The Function class links tensors and functions to form an acyclic computational graph. Each tensor has a .grad_fn attribute that references the function that created it (unless the tensor was created by the user, in which case .grad_fn is None ).
Calling .backward() on a scalar tensor computes its gradient automatically. For non‑scalar tensors, a gradient argument matching the tensor’s shape must be supplied.
<code>y = x + 2 # an operation on the tensor
z = y * y * 3 # more operations
out = z.mean()
print(z, out)</code>The in‑place method .requires_grad_(...) changes the requires_grad flag of an existing tensor.
<code>a = torch.randn(2, 2)
a = ((a * 3) / (a - 1))
print(a.requires_grad)
a.requires_grad_(True)
print(a.requires_grad)
b = (a * a).sum()
print(b.grad_fn)</code>Gradient : A gradient is the direction of steepest ascent of a function; its magnitude indicates the rate of change.

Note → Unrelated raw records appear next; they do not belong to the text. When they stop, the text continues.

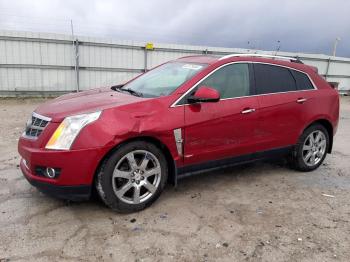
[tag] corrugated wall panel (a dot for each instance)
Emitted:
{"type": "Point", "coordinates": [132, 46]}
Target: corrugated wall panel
{"type": "Point", "coordinates": [45, 62]}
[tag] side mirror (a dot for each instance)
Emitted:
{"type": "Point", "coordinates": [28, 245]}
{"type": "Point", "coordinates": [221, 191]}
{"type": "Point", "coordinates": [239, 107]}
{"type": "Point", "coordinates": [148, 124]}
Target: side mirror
{"type": "Point", "coordinates": [204, 94]}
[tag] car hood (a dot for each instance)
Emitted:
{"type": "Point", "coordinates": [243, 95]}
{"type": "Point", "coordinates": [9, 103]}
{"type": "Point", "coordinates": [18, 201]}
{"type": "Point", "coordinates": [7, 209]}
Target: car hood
{"type": "Point", "coordinates": [84, 102]}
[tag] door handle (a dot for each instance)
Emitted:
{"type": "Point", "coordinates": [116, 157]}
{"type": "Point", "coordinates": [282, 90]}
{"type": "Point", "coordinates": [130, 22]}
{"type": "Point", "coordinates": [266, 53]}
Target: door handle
{"type": "Point", "coordinates": [301, 100]}
{"type": "Point", "coordinates": [248, 110]}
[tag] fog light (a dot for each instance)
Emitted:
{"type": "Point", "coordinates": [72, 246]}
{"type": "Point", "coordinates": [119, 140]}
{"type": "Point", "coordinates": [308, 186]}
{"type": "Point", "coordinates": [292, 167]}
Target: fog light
{"type": "Point", "coordinates": [50, 172]}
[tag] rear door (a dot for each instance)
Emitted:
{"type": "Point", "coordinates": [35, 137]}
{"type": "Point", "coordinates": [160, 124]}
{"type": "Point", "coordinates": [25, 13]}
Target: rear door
{"type": "Point", "coordinates": [281, 106]}
{"type": "Point", "coordinates": [226, 128]}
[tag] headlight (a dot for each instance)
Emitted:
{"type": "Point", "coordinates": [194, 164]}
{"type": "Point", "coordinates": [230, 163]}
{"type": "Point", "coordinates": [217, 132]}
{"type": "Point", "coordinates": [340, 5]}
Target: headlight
{"type": "Point", "coordinates": [67, 131]}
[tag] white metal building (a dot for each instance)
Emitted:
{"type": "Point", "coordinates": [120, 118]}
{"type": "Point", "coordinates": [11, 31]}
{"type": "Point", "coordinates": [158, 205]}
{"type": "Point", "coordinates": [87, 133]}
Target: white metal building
{"type": "Point", "coordinates": [42, 63]}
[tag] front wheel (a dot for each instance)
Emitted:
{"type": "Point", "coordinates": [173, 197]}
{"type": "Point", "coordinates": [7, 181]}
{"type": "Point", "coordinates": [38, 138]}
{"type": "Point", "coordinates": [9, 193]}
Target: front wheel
{"type": "Point", "coordinates": [133, 177]}
{"type": "Point", "coordinates": [311, 148]}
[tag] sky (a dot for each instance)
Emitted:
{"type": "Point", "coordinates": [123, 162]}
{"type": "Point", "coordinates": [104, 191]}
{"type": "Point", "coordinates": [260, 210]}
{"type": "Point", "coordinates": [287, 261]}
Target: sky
{"type": "Point", "coordinates": [309, 26]}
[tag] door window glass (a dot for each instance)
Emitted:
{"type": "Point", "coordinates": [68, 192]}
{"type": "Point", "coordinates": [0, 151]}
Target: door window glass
{"type": "Point", "coordinates": [231, 81]}
{"type": "Point", "coordinates": [273, 79]}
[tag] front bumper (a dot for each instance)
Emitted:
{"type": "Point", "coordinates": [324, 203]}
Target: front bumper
{"type": "Point", "coordinates": [74, 193]}
{"type": "Point", "coordinates": [77, 169]}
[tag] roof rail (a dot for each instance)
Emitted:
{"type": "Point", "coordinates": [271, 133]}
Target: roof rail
{"type": "Point", "coordinates": [291, 59]}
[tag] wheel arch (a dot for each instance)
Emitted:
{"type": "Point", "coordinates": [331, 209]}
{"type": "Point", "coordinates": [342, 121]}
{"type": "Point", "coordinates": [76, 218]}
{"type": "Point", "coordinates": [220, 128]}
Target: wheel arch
{"type": "Point", "coordinates": [328, 125]}
{"type": "Point", "coordinates": [172, 177]}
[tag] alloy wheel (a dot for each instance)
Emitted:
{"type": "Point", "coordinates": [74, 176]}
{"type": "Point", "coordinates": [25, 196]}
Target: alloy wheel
{"type": "Point", "coordinates": [314, 148]}
{"type": "Point", "coordinates": [136, 176]}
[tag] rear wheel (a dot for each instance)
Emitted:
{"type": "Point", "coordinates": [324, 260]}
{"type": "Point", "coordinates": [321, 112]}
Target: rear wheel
{"type": "Point", "coordinates": [311, 149]}
{"type": "Point", "coordinates": [133, 177]}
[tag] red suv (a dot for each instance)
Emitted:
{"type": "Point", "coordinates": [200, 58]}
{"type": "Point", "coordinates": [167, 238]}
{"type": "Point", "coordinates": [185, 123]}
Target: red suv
{"type": "Point", "coordinates": [188, 115]}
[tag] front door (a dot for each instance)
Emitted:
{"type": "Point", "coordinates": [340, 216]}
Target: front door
{"type": "Point", "coordinates": [223, 129]}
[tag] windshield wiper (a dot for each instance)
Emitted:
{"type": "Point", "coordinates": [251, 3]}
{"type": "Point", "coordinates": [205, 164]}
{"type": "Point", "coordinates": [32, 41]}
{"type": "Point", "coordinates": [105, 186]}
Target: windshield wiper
{"type": "Point", "coordinates": [133, 92]}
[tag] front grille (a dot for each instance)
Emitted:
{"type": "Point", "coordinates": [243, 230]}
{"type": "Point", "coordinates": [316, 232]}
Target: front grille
{"type": "Point", "coordinates": [36, 125]}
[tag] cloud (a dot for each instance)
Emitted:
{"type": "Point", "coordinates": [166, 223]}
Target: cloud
{"type": "Point", "coordinates": [299, 25]}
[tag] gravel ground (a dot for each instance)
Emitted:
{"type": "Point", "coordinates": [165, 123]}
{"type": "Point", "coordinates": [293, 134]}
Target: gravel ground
{"type": "Point", "coordinates": [257, 212]}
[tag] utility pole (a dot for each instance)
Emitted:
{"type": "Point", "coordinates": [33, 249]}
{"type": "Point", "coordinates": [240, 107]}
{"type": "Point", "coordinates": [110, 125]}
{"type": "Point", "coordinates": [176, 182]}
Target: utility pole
{"type": "Point", "coordinates": [75, 55]}
{"type": "Point", "coordinates": [335, 45]}
{"type": "Point", "coordinates": [278, 47]}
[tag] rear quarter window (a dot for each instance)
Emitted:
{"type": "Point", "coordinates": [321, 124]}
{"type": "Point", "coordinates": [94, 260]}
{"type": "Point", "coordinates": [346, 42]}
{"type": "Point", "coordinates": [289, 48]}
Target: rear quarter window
{"type": "Point", "coordinates": [302, 80]}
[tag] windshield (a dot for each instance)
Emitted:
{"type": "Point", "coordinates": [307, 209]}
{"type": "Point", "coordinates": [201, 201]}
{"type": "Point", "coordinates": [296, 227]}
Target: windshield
{"type": "Point", "coordinates": [163, 80]}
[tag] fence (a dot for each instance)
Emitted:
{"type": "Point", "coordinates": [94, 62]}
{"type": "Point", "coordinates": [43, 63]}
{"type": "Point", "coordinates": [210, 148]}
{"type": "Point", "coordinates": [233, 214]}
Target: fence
{"type": "Point", "coordinates": [50, 64]}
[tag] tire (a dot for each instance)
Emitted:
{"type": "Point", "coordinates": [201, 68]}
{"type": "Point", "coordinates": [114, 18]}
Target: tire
{"type": "Point", "coordinates": [311, 149]}
{"type": "Point", "coordinates": [133, 177]}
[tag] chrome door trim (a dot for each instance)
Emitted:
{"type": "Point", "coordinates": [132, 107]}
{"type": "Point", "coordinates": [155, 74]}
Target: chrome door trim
{"type": "Point", "coordinates": [243, 62]}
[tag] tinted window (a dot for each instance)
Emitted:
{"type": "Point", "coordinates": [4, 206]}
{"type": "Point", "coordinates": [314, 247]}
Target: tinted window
{"type": "Point", "coordinates": [303, 81]}
{"type": "Point", "coordinates": [164, 79]}
{"type": "Point", "coordinates": [231, 81]}
{"type": "Point", "coordinates": [273, 79]}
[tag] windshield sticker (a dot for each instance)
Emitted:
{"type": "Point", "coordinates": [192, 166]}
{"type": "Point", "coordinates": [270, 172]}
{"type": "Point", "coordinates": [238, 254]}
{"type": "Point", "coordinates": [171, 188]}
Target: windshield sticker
{"type": "Point", "coordinates": [192, 66]}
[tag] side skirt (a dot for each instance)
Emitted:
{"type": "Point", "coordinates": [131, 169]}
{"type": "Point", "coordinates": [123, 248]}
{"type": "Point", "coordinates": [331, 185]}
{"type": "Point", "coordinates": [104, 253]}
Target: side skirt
{"type": "Point", "coordinates": [190, 170]}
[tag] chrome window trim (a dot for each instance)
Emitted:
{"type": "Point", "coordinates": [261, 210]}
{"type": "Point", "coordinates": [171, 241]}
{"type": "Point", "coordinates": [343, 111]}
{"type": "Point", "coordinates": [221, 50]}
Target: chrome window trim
{"type": "Point", "coordinates": [259, 55]}
{"type": "Point", "coordinates": [244, 62]}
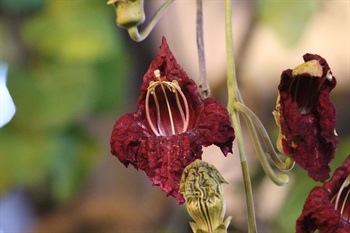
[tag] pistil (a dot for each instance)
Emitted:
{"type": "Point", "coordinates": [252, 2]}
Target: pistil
{"type": "Point", "coordinates": [173, 87]}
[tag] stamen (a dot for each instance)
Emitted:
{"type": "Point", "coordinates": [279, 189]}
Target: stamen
{"type": "Point", "coordinates": [151, 91]}
{"type": "Point", "coordinates": [157, 74]}
{"type": "Point", "coordinates": [173, 87]}
{"type": "Point", "coordinates": [186, 119]}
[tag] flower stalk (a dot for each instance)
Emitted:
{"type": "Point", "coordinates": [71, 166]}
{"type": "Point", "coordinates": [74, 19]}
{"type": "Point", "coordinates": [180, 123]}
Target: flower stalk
{"type": "Point", "coordinates": [203, 79]}
{"type": "Point", "coordinates": [233, 94]}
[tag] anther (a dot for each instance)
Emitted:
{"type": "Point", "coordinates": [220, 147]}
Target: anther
{"type": "Point", "coordinates": [182, 107]}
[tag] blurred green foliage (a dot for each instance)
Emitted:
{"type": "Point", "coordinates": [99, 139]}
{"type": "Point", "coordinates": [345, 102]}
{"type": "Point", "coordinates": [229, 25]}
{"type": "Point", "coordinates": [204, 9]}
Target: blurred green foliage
{"type": "Point", "coordinates": [287, 18]}
{"type": "Point", "coordinates": [301, 188]}
{"type": "Point", "coordinates": [67, 64]}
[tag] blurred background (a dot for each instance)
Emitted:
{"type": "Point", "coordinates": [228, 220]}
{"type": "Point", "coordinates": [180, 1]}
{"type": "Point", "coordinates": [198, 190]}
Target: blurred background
{"type": "Point", "coordinates": [72, 73]}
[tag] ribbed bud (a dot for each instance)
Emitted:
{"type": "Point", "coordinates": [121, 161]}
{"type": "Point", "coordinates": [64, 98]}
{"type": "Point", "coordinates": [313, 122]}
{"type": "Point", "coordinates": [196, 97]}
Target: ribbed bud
{"type": "Point", "coordinates": [201, 185]}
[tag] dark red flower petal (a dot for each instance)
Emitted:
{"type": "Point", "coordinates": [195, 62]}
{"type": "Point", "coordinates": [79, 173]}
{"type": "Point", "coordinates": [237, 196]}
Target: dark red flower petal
{"type": "Point", "coordinates": [167, 132]}
{"type": "Point", "coordinates": [307, 116]}
{"type": "Point", "coordinates": [319, 209]}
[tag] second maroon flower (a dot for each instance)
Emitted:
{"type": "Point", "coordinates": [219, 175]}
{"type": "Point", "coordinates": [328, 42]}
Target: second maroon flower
{"type": "Point", "coordinates": [306, 116]}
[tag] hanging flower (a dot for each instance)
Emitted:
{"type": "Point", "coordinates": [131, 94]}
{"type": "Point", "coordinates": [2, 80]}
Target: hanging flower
{"type": "Point", "coordinates": [306, 116]}
{"type": "Point", "coordinates": [327, 208]}
{"type": "Point", "coordinates": [170, 126]}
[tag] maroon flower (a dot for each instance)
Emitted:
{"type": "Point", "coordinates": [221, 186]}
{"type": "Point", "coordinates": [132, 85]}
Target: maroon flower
{"type": "Point", "coordinates": [306, 116]}
{"type": "Point", "coordinates": [171, 125]}
{"type": "Point", "coordinates": [327, 208]}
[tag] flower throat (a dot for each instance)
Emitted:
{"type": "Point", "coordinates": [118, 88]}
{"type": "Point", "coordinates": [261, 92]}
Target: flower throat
{"type": "Point", "coordinates": [168, 112]}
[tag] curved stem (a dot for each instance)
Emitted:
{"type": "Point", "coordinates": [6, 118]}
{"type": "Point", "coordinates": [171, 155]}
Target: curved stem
{"type": "Point", "coordinates": [232, 98]}
{"type": "Point", "coordinates": [140, 36]}
{"type": "Point", "coordinates": [284, 166]}
{"type": "Point", "coordinates": [203, 79]}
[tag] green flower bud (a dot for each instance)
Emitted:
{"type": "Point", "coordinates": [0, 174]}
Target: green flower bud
{"type": "Point", "coordinates": [129, 13]}
{"type": "Point", "coordinates": [201, 185]}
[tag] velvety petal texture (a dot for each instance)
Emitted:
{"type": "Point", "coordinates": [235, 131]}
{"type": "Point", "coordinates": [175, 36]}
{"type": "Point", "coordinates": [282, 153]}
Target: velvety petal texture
{"type": "Point", "coordinates": [307, 116]}
{"type": "Point", "coordinates": [319, 210]}
{"type": "Point", "coordinates": [170, 126]}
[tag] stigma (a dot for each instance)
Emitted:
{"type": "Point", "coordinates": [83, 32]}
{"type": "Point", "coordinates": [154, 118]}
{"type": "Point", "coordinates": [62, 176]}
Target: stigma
{"type": "Point", "coordinates": [167, 113]}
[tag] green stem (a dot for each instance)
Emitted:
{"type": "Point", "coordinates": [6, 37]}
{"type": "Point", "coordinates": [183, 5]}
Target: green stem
{"type": "Point", "coordinates": [140, 36]}
{"type": "Point", "coordinates": [284, 166]}
{"type": "Point", "coordinates": [233, 96]}
{"type": "Point", "coordinates": [203, 79]}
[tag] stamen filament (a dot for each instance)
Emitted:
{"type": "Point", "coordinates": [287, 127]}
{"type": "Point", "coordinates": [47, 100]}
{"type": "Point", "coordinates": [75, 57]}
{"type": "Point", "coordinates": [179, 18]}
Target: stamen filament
{"type": "Point", "coordinates": [344, 203]}
{"type": "Point", "coordinates": [184, 111]}
{"type": "Point", "coordinates": [159, 123]}
{"type": "Point", "coordinates": [147, 110]}
{"type": "Point", "coordinates": [157, 74]}
{"type": "Point", "coordinates": [187, 117]}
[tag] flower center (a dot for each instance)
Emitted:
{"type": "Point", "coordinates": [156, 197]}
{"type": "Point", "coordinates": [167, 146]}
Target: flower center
{"type": "Point", "coordinates": [306, 85]}
{"type": "Point", "coordinates": [342, 200]}
{"type": "Point", "coordinates": [168, 112]}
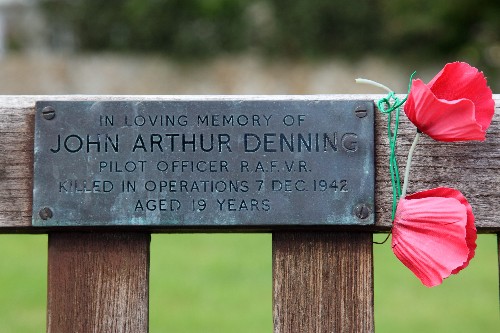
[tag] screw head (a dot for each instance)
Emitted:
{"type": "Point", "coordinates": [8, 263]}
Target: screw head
{"type": "Point", "coordinates": [45, 213]}
{"type": "Point", "coordinates": [361, 111]}
{"type": "Point", "coordinates": [362, 211]}
{"type": "Point", "coordinates": [48, 113]}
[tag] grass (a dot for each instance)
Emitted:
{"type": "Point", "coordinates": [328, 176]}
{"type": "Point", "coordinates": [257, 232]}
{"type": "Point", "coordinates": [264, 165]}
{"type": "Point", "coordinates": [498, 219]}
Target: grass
{"type": "Point", "coordinates": [222, 283]}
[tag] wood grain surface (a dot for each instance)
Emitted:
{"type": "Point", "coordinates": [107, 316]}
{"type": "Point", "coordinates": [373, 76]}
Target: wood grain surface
{"type": "Point", "coordinates": [98, 282]}
{"type": "Point", "coordinates": [322, 282]}
{"type": "Point", "coordinates": [471, 167]}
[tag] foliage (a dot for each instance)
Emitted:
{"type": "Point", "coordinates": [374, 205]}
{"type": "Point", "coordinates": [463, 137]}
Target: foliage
{"type": "Point", "coordinates": [197, 28]}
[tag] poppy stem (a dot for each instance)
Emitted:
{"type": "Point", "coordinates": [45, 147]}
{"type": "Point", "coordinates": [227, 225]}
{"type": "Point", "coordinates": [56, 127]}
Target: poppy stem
{"type": "Point", "coordinates": [408, 164]}
{"type": "Point", "coordinates": [373, 83]}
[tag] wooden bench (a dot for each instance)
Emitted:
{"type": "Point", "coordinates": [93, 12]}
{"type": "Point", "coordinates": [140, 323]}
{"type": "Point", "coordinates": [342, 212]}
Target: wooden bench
{"type": "Point", "coordinates": [109, 268]}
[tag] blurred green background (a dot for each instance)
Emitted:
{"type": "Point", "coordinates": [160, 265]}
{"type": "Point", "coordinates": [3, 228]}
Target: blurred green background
{"type": "Point", "coordinates": [222, 282]}
{"type": "Point", "coordinates": [204, 283]}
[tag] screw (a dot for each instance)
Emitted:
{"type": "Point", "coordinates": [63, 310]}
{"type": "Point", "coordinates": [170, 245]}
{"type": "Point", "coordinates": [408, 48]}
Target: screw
{"type": "Point", "coordinates": [361, 111]}
{"type": "Point", "coordinates": [45, 213]}
{"type": "Point", "coordinates": [48, 112]}
{"type": "Point", "coordinates": [362, 211]}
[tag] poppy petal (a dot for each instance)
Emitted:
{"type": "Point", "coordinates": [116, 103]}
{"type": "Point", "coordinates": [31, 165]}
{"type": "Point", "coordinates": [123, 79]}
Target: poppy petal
{"type": "Point", "coordinates": [459, 80]}
{"type": "Point", "coordinates": [429, 237]}
{"type": "Point", "coordinates": [470, 229]}
{"type": "Point", "coordinates": [441, 119]}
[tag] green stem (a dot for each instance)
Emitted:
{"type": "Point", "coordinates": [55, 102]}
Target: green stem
{"type": "Point", "coordinates": [408, 164]}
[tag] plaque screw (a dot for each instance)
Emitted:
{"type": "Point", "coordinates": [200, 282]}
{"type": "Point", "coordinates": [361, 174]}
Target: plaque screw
{"type": "Point", "coordinates": [362, 211]}
{"type": "Point", "coordinates": [48, 112]}
{"type": "Point", "coordinates": [361, 111]}
{"type": "Point", "coordinates": [45, 213]}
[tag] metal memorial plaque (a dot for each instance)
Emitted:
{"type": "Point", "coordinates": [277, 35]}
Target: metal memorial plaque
{"type": "Point", "coordinates": [242, 162]}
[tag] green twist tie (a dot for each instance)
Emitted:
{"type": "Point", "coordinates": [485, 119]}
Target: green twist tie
{"type": "Point", "coordinates": [388, 105]}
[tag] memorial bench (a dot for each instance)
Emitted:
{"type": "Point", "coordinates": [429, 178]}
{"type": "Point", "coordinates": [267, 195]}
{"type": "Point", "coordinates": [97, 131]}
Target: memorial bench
{"type": "Point", "coordinates": [101, 255]}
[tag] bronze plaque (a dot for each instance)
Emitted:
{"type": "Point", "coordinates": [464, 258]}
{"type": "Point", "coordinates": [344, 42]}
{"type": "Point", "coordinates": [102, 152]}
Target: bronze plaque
{"type": "Point", "coordinates": [242, 162]}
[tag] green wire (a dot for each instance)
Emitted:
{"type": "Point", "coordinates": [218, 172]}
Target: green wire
{"type": "Point", "coordinates": [387, 105]}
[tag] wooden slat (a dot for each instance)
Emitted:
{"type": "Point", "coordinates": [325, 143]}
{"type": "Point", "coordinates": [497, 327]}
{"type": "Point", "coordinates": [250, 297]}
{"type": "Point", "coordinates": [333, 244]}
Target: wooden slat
{"type": "Point", "coordinates": [322, 282]}
{"type": "Point", "coordinates": [471, 167]}
{"type": "Point", "coordinates": [98, 282]}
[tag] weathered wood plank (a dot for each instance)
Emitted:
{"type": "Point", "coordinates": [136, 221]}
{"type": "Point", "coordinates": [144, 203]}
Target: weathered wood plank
{"type": "Point", "coordinates": [470, 167]}
{"type": "Point", "coordinates": [322, 282]}
{"type": "Point", "coordinates": [98, 282]}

Executing out.backward() (or out.backward(torch.tensor(1.)) ) computes d(out)/dx , and print(x.grad) shows the resulting gradient matrix.
Mathematically, for a vector‑valued function y = f(x) , the gradient of y with respect to x is the Jacobian matrix. torch.autograd efficiently computes Jacobian‑vector products using the chain rule.
Example of a Jacobian‑vector product:
<code>x = torch.randn(3, requires_grad=True)
y = x * 2
while y.data.norm() < 1000:
y = y * 2
print(y)
v = torch.tensor([0.1, 1.0, 0.0001], dtype=torch.float)
y.backward(v)
print(x.grad)</code>Wrapping code in with torch.no_grad(): prevents autograd from recording operations on tensors that have requires_grad=True , which is useful when you only need forward passes.